Rsync for dummies
Here are my favorite rsync command serpents:
To copy a directory (here from remote to current directory) over a slow link with restart from the position where the connection broke:
rsync -zvvvhPDKHEyrtlb --backup-dir="`date +%Y%m%d-%H%M%S`-`hostname -f`-$$" --append-verify --inplace --safe-links --bwlimit=200 HOST:/directory .
Do you think this is nuts? It is. My question is, why doesn't rsync efficiently and safely transfer files by default?
- Do a fast restart where everything broke
- Never kill anything at the destination
- Does not leave artifacts on a sudden power loss
- Why does it not support --sparse with --inplace?

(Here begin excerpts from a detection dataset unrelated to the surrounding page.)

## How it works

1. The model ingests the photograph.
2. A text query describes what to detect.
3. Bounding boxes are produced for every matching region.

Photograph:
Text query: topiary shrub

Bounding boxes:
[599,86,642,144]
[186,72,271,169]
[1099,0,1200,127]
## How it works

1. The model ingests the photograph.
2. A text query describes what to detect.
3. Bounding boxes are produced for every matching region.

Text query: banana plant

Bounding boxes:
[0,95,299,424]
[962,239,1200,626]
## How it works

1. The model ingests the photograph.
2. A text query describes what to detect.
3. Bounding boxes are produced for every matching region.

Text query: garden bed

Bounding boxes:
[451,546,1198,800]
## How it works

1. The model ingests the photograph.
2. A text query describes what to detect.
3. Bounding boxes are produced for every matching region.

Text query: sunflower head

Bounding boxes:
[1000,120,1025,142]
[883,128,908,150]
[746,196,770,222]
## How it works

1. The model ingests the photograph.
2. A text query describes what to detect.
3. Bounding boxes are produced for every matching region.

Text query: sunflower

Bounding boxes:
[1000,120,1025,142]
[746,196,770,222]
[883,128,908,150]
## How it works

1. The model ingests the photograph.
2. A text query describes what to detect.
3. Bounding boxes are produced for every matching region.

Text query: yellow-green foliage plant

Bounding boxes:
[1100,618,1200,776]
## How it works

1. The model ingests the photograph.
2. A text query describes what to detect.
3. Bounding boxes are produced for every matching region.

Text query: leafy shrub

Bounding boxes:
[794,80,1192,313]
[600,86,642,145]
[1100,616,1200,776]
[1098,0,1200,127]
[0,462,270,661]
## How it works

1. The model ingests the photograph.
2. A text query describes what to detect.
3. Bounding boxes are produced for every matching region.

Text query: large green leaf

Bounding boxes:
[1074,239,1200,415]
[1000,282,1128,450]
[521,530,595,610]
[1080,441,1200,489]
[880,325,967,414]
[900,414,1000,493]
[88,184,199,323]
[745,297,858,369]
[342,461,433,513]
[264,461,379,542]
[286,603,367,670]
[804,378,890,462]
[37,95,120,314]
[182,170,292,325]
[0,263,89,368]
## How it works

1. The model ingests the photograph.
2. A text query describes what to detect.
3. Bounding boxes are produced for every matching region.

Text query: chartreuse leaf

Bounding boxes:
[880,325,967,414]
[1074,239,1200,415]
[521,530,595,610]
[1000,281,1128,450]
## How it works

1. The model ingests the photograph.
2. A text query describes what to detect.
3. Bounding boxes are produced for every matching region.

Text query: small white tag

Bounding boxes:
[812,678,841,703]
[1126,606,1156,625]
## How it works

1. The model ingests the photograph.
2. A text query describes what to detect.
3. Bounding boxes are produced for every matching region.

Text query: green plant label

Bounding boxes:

To copy a directory (here from remote to current) over a fast link from or to a slow machine:
rsync -vvvhPDKHErtl --append --inplace --safe-links --timeout=10 --contimeout=10 rsync://HOST/directory .
The difference?
- No fuzzy
- As the machine is slow, no verify
- As the machine is slow, no compression
- As the machine is slow, no ssh instead a direct rsync connection
- As the machine is slow, I observed hangs(!WTF?) because of unpredictable errors on the slow machine.
Do you still think this is nuts? It is!
FYI the slow machine was an NSLU2 serving a directory via NTFS-3G. Things like "Value too large for datatype" or similar errors showed up. I really have no idea. The problem was that rsync hung afterwards. I have no problem with terminating (or crashing) but hanging and doing nothing is the worst thing which ever can happen. It's an absolute no-go. Therefor the timeouts added to (hopefully) tear down rsync on such hangs.
The problematic part is, that rsync still needs 70% of the CPU on the slow machine, which is too high for me. That I want is a faster data transfer which can resume where everything broke.
- TAR does not work as TAR cannot resume.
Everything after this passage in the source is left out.